I need to read ADC values from PIC18F4520. My configuration, and code, is as follows:

#define OSC INTIO67
int adc_result = 0;

void main(void)
    OSSCON = 0x70; //Set it as 8Mhz.
    OSCTUNEbits.PLLEN = 1; //Enable PLL 4x multiplier, thus we have 32 Mhz internal clock.

    //Set PORTA direction ports as input
    TRISA = 0xFF;

    OpenADC( ADC_FOSC_32      &
         ADC_RIGHT_JUST   &
         ADC_CH0          &
         ADC_REF_VDD_VSS  &
         ADC_INT_OFF, ADC_5ANA);

    while (1) {
        while (BusyADC());
        adc_result = ReadADC();

The issue is this:

  1. When I run it in MPLAB v8.x, my reading is slightly off, and terminates my debugging.
  2. I can't debug the PIC again since I get errors like "Cannot enter debug mode."

How do I fix those issues? Also, is my ADC configuration correct (seeing that ADC requires a clock to do ADC conversion) with my internal clock? Is this correct to set the clock signal to 32 MHz.

I am programming using PicKit2 (with the black button).

Best Answer

You are not setting the clock signal of the ADC to 32MHz. The parameter ADC_FOSC_32 divides the clock by 32 (see page 225 of the datasheet). This ensures, together with the aquisition time select bits (ADC_4_TAD in your case), the minimum (/maximum) A/D aquisiton time (see page 359). When you hurt these requirements you will not get valid/accurate results.

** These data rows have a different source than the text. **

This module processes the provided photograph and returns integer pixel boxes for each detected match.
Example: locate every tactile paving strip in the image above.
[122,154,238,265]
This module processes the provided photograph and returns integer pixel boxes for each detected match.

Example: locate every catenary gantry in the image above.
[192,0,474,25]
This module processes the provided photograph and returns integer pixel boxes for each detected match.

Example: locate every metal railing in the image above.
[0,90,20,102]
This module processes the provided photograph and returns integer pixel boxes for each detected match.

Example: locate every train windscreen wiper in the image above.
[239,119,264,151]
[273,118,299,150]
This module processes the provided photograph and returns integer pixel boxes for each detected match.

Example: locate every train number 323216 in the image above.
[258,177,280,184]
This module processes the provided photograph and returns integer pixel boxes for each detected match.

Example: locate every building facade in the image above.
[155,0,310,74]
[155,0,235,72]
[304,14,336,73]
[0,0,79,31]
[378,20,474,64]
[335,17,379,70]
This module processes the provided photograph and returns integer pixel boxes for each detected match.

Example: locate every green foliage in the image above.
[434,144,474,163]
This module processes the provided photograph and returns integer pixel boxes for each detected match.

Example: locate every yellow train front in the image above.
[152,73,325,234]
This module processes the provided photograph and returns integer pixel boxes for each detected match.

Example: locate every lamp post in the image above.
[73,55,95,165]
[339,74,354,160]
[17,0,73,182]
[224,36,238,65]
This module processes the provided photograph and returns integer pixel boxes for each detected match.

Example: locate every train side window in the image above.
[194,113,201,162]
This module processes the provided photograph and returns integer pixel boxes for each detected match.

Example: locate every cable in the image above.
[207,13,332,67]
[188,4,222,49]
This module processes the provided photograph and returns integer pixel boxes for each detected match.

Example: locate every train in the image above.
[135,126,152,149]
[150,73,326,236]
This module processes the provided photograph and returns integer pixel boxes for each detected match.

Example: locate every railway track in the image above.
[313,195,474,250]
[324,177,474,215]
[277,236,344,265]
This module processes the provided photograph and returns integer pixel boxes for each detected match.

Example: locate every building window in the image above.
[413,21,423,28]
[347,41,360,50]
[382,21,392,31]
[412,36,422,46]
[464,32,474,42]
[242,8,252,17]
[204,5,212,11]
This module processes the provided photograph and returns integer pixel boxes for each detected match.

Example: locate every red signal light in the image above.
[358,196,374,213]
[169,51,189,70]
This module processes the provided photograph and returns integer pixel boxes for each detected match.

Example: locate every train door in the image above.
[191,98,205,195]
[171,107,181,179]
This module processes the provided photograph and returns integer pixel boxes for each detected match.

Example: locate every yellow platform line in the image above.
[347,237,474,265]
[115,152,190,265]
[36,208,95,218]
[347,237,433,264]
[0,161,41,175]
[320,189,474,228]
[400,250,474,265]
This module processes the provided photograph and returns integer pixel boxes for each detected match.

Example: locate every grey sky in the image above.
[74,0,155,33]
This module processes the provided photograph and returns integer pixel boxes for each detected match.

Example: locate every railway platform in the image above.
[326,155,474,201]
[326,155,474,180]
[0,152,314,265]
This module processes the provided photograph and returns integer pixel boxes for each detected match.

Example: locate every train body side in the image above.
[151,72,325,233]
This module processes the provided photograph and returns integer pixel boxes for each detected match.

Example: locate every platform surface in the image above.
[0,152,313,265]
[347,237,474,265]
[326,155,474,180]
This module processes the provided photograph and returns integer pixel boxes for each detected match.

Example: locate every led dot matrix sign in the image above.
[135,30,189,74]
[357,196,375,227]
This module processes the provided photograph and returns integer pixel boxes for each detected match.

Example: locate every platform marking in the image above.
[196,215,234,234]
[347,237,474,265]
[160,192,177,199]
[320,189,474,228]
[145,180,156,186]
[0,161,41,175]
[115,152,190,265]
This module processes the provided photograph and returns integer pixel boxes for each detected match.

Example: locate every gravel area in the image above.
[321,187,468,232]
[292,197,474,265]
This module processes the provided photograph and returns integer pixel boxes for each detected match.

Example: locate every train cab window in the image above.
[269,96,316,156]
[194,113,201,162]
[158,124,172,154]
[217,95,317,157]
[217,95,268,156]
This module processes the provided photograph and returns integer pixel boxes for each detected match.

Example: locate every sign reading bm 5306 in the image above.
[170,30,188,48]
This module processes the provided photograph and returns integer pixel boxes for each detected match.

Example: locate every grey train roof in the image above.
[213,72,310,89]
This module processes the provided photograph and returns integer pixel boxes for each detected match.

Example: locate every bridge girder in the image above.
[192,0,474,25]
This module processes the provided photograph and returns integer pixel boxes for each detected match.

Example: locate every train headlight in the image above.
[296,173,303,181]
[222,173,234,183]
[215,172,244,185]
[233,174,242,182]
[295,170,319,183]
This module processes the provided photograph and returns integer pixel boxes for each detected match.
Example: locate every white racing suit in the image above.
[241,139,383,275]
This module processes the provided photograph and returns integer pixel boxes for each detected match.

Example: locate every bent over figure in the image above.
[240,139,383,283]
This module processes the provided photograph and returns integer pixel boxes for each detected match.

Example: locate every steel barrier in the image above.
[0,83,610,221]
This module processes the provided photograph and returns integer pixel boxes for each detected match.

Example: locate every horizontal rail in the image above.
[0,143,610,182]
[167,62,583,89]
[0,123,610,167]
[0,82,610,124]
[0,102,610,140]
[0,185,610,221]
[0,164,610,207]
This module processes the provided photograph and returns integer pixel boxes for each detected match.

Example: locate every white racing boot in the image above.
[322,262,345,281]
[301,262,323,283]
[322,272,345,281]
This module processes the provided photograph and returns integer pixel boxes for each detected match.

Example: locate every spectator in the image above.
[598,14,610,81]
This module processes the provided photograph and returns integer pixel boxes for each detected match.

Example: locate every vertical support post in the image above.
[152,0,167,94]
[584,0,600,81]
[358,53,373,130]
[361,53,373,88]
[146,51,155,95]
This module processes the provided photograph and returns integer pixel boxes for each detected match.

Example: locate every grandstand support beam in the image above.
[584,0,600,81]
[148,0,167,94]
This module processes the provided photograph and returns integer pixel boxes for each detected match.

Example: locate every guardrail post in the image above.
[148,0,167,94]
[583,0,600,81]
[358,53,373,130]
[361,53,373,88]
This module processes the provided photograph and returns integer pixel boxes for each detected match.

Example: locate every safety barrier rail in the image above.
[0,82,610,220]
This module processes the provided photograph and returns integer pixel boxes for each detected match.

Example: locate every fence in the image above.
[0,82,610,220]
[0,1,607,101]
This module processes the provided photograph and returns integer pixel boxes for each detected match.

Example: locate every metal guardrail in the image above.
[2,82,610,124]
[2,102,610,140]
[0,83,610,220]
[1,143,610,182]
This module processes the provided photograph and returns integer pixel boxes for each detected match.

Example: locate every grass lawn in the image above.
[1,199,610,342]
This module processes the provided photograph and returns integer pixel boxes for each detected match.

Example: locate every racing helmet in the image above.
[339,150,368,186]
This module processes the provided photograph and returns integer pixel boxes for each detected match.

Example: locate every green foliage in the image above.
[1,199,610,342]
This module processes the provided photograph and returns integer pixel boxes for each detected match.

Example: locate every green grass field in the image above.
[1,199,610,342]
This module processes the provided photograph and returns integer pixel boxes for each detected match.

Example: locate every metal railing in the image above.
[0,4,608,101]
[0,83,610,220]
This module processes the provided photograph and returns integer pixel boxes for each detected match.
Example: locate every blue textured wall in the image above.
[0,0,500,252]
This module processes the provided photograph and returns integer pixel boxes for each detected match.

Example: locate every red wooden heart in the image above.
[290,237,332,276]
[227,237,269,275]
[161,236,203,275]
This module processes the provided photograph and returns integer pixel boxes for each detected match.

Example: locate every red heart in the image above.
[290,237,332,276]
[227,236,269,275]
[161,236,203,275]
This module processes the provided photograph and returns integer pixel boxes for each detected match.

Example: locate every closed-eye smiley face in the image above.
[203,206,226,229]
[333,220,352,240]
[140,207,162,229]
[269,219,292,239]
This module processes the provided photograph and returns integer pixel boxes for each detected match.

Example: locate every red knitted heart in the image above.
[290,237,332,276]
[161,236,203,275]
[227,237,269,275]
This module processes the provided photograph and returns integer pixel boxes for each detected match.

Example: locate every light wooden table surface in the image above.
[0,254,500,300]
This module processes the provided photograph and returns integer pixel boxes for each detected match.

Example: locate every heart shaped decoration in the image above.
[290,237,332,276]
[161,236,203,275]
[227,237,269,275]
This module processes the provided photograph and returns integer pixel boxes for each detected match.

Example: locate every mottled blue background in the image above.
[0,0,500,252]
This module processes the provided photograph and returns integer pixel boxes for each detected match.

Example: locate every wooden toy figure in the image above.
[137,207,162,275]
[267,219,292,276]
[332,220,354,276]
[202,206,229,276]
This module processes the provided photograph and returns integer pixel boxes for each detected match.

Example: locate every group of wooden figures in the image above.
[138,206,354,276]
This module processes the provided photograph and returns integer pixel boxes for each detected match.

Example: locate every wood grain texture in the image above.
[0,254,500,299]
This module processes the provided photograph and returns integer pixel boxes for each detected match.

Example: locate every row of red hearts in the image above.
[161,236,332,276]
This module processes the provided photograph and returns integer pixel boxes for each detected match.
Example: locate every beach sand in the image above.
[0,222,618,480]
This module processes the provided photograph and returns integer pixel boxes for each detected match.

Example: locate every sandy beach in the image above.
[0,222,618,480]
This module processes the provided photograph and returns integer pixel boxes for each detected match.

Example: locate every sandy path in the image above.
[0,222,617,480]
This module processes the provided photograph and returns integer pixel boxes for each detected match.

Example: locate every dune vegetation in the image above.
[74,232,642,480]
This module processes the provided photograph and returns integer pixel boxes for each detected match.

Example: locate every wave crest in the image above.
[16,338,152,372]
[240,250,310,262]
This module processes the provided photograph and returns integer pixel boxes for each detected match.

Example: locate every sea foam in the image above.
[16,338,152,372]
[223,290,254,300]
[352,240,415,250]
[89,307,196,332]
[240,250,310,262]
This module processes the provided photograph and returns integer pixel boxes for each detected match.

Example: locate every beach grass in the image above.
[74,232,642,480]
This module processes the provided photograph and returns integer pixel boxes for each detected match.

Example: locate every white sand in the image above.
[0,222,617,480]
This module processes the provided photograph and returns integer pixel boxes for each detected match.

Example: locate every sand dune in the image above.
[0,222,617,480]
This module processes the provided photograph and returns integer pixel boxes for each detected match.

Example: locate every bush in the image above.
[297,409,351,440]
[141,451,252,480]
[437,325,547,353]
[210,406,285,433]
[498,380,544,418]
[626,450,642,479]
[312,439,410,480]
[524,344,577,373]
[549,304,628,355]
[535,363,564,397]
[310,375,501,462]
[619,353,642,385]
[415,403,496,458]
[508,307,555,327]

With the equations given on page 228 you can do the math and verify, that the requirements are met.

Some other points:

  • In your code you are never starting the ADC conversion by calling ConvertADC.
  • You are configurating port a as output by setting TRISA = 0x0; but you want it to be configured as input (as your comment is saying). TRISA = 0xFF; would configure all pins on port a as input.

To expand a bit on the aquisiton time (\$T_{AD}\$): This time is needed for the internal circuitry to probably charge. When this time is too short, you will get no/bad results.

For 32Mhz (without divisor) \$T_{AD}\$ would be 31ns. That is too fast. At least 0.7us are required for the ADC to work probably. So you select a proper divisor to get \$T_{AD}\$ above 0.7us. A divisor of 32 will do it here, \$T_{AD} = 1\$us > 0.7us.